Adapun dalil yang menunjukkan bolehnya dusta dalam hal ini adalah sabda Rasulullah ﷺ,
لاَ يَحِلُّ الْكَذبُ إلاَّ فِي ثَلَاثٍ يُحَدِّثُ الرَّجُلُ امْرأتَهُ لِيُرْضِيَهَا وَالْكَذبُ فِي الحَرْبِ وَالْكَذبُ لِيُصْلِحَ بينَ النَّاسِ
“Tidak halal (tidak boleh) berdusta kecuali dalam tiga kondisi, (dusta) seorang suami yang berbicara kepada istrinya untuk menyenangkannya, dusta dalam peperangan dan dusta untuk mendamaikan manusia (yang berselisih).”([5])

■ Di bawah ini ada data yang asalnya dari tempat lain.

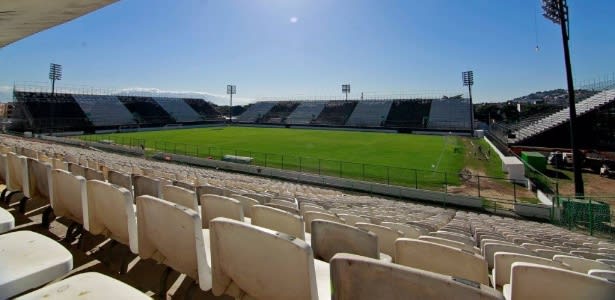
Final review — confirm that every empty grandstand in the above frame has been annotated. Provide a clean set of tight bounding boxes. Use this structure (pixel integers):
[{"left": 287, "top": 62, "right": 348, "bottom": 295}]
[
  {"left": 314, "top": 101, "right": 357, "bottom": 126},
  {"left": 427, "top": 99, "right": 470, "bottom": 130},
  {"left": 8, "top": 90, "right": 223, "bottom": 132},
  {"left": 184, "top": 99, "right": 223, "bottom": 121},
  {"left": 152, "top": 97, "right": 202, "bottom": 123},
  {"left": 237, "top": 102, "right": 276, "bottom": 123},
  {"left": 346, "top": 100, "right": 393, "bottom": 127},
  {"left": 73, "top": 95, "right": 135, "bottom": 127},
  {"left": 286, "top": 101, "right": 327, "bottom": 125},
  {"left": 260, "top": 101, "right": 299, "bottom": 124},
  {"left": 386, "top": 99, "right": 432, "bottom": 128},
  {"left": 14, "top": 91, "right": 92, "bottom": 131}
]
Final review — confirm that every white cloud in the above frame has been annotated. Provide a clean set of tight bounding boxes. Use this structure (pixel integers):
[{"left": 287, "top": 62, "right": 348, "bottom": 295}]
[
  {"left": 116, "top": 87, "right": 255, "bottom": 105},
  {"left": 0, "top": 85, "right": 13, "bottom": 102}
]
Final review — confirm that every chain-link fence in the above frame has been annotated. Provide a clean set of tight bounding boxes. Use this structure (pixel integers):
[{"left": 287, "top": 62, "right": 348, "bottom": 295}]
[{"left": 556, "top": 196, "right": 615, "bottom": 239}]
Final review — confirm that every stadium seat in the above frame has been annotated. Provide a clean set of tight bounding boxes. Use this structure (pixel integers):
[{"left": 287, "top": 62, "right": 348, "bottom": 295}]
[
  {"left": 107, "top": 169, "right": 134, "bottom": 198},
  {"left": 84, "top": 180, "right": 139, "bottom": 273},
  {"left": 483, "top": 243, "right": 535, "bottom": 270},
  {"left": 587, "top": 269, "right": 615, "bottom": 282},
  {"left": 337, "top": 214, "right": 370, "bottom": 226},
  {"left": 0, "top": 207, "right": 15, "bottom": 233},
  {"left": 429, "top": 231, "right": 476, "bottom": 247},
  {"left": 553, "top": 255, "right": 615, "bottom": 273},
  {"left": 132, "top": 175, "right": 165, "bottom": 199},
  {"left": 50, "top": 169, "right": 89, "bottom": 243},
  {"left": 2, "top": 152, "right": 29, "bottom": 213},
  {"left": 355, "top": 223, "right": 404, "bottom": 257},
  {"left": 24, "top": 158, "right": 51, "bottom": 221},
  {"left": 230, "top": 194, "right": 259, "bottom": 218},
  {"left": 331, "top": 253, "right": 504, "bottom": 300},
  {"left": 534, "top": 249, "right": 570, "bottom": 259},
  {"left": 303, "top": 211, "right": 343, "bottom": 233},
  {"left": 252, "top": 205, "right": 311, "bottom": 242},
  {"left": 380, "top": 222, "right": 428, "bottom": 239},
  {"left": 503, "top": 262, "right": 615, "bottom": 300},
  {"left": 162, "top": 185, "right": 201, "bottom": 212},
  {"left": 395, "top": 238, "right": 489, "bottom": 285},
  {"left": 491, "top": 252, "right": 570, "bottom": 289},
  {"left": 85, "top": 168, "right": 106, "bottom": 181},
  {"left": 265, "top": 202, "right": 299, "bottom": 216},
  {"left": 68, "top": 163, "right": 87, "bottom": 178},
  {"left": 311, "top": 219, "right": 391, "bottom": 262},
  {"left": 0, "top": 230, "right": 73, "bottom": 299},
  {"left": 137, "top": 195, "right": 213, "bottom": 295},
  {"left": 201, "top": 194, "right": 244, "bottom": 228},
  {"left": 211, "top": 218, "right": 331, "bottom": 300},
  {"left": 418, "top": 235, "right": 481, "bottom": 254},
  {"left": 15, "top": 272, "right": 151, "bottom": 300}
]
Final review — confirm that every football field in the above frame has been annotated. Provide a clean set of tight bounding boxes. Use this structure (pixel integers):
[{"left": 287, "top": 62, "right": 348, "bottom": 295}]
[{"left": 85, "top": 126, "right": 464, "bottom": 185}]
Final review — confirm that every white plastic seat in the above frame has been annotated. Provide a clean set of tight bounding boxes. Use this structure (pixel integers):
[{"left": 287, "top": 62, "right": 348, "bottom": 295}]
[
  {"left": 162, "top": 185, "right": 200, "bottom": 212},
  {"left": 337, "top": 214, "right": 370, "bottom": 226},
  {"left": 0, "top": 207, "right": 15, "bottom": 233},
  {"left": 483, "top": 243, "right": 534, "bottom": 270},
  {"left": 587, "top": 269, "right": 615, "bottom": 282},
  {"left": 132, "top": 175, "right": 162, "bottom": 199},
  {"left": 491, "top": 252, "right": 570, "bottom": 288},
  {"left": 201, "top": 194, "right": 244, "bottom": 228},
  {"left": 137, "top": 195, "right": 211, "bottom": 291},
  {"left": 231, "top": 194, "right": 260, "bottom": 218},
  {"left": 311, "top": 220, "right": 391, "bottom": 262},
  {"left": 211, "top": 218, "right": 331, "bottom": 300},
  {"left": 331, "top": 253, "right": 504, "bottom": 300},
  {"left": 355, "top": 223, "right": 404, "bottom": 257},
  {"left": 395, "top": 238, "right": 489, "bottom": 285},
  {"left": 0, "top": 230, "right": 73, "bottom": 299},
  {"left": 252, "top": 205, "right": 311, "bottom": 242},
  {"left": 50, "top": 169, "right": 88, "bottom": 225},
  {"left": 504, "top": 262, "right": 615, "bottom": 300},
  {"left": 303, "top": 211, "right": 343, "bottom": 233},
  {"left": 15, "top": 272, "right": 151, "bottom": 300},
  {"left": 380, "top": 222, "right": 428, "bottom": 239},
  {"left": 553, "top": 255, "right": 615, "bottom": 273},
  {"left": 84, "top": 180, "right": 139, "bottom": 254}
]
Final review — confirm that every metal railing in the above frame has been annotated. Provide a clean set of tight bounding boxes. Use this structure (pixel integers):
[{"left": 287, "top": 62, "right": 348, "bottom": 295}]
[
  {"left": 73, "top": 134, "right": 538, "bottom": 210},
  {"left": 556, "top": 195, "right": 615, "bottom": 239}
]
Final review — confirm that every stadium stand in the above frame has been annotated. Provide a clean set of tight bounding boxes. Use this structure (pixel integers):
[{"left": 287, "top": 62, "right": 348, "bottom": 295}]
[
  {"left": 184, "top": 98, "right": 224, "bottom": 120},
  {"left": 14, "top": 91, "right": 92, "bottom": 130},
  {"left": 286, "top": 101, "right": 326, "bottom": 125},
  {"left": 152, "top": 97, "right": 202, "bottom": 123},
  {"left": 73, "top": 94, "right": 135, "bottom": 127},
  {"left": 386, "top": 100, "right": 432, "bottom": 128},
  {"left": 314, "top": 101, "right": 357, "bottom": 126},
  {"left": 346, "top": 100, "right": 393, "bottom": 127},
  {"left": 0, "top": 135, "right": 615, "bottom": 299},
  {"left": 237, "top": 102, "right": 276, "bottom": 123},
  {"left": 260, "top": 101, "right": 299, "bottom": 124},
  {"left": 509, "top": 90, "right": 615, "bottom": 143},
  {"left": 118, "top": 96, "right": 176, "bottom": 126},
  {"left": 427, "top": 99, "right": 470, "bottom": 130}
]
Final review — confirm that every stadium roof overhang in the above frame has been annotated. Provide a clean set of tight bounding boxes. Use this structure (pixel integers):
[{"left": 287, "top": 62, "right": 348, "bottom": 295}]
[{"left": 0, "top": 0, "right": 117, "bottom": 48}]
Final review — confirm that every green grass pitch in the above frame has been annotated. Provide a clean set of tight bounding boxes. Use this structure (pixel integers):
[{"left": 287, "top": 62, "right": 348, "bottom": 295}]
[{"left": 84, "top": 126, "right": 464, "bottom": 185}]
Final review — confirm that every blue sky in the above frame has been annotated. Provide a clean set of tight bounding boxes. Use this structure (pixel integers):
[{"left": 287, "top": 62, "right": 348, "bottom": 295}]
[{"left": 0, "top": 0, "right": 615, "bottom": 102}]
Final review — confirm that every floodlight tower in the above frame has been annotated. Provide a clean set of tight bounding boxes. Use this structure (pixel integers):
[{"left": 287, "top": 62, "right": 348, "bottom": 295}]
[
  {"left": 461, "top": 71, "right": 474, "bottom": 136},
  {"left": 542, "top": 0, "right": 585, "bottom": 196},
  {"left": 342, "top": 84, "right": 350, "bottom": 101},
  {"left": 226, "top": 84, "right": 237, "bottom": 124},
  {"left": 49, "top": 63, "right": 62, "bottom": 95}
]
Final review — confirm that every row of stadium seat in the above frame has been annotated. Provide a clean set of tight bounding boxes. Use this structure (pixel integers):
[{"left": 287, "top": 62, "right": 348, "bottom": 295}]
[{"left": 0, "top": 138, "right": 615, "bottom": 299}]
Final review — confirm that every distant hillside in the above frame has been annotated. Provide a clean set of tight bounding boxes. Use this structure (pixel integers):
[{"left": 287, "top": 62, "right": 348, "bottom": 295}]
[{"left": 510, "top": 89, "right": 597, "bottom": 106}]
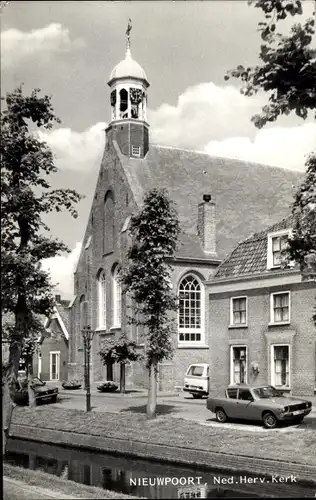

Dalam hadis yang lain Rasulullah ﷺ juga bersabda,
لَمْ يَكْذِبْ مِن نَمَى بَيْنَ اثْنَيْنِ لِيُصْلِحَ
“Tidak dikatakan dusta orang yang berbohong untuk mendamaikan antara dua orang.”([6])
Rasulullah ﷺ juga bersabda,
لَيْسَ الكَذَّابُ الذي يُصْلِحُ بيْنَ النَّاسِ، فَيَنْمِي خَيْرًا، أوْ يقولُ خَيْرًا
“Tidaklah disebut dusta, orang yang bermaksud mendamaikan hubungan di antara manusia yang sedang berselisih, lalu ia menyampaikan sesuatu berita yang baik-baik atau mengucapkan yang baik-baik.”([7])
Ketiga, syariat sangat memperhatikan segala perkara yang mengantarkan kepada persatuan. Karenanya, perkara-perkara tersebut seperti senyum, berjabat tangan saat bertemu, mengucapkan salam, memberi hadiah, menjenguk orang sakit, dan yang lainnya seluruhnya disyariatkan oleh Islam. Hal ini tidak lain untuk menjaga persatuan yang Allah ﷻ firmankan yaitu,
﴿إِنَّمَا الْمُؤْمِنُونَ إِخْوَةٌ﴾
“Orang-orang beriman itu sesungguhnya bersaudara.” (QS. Al-Hujurat: 10)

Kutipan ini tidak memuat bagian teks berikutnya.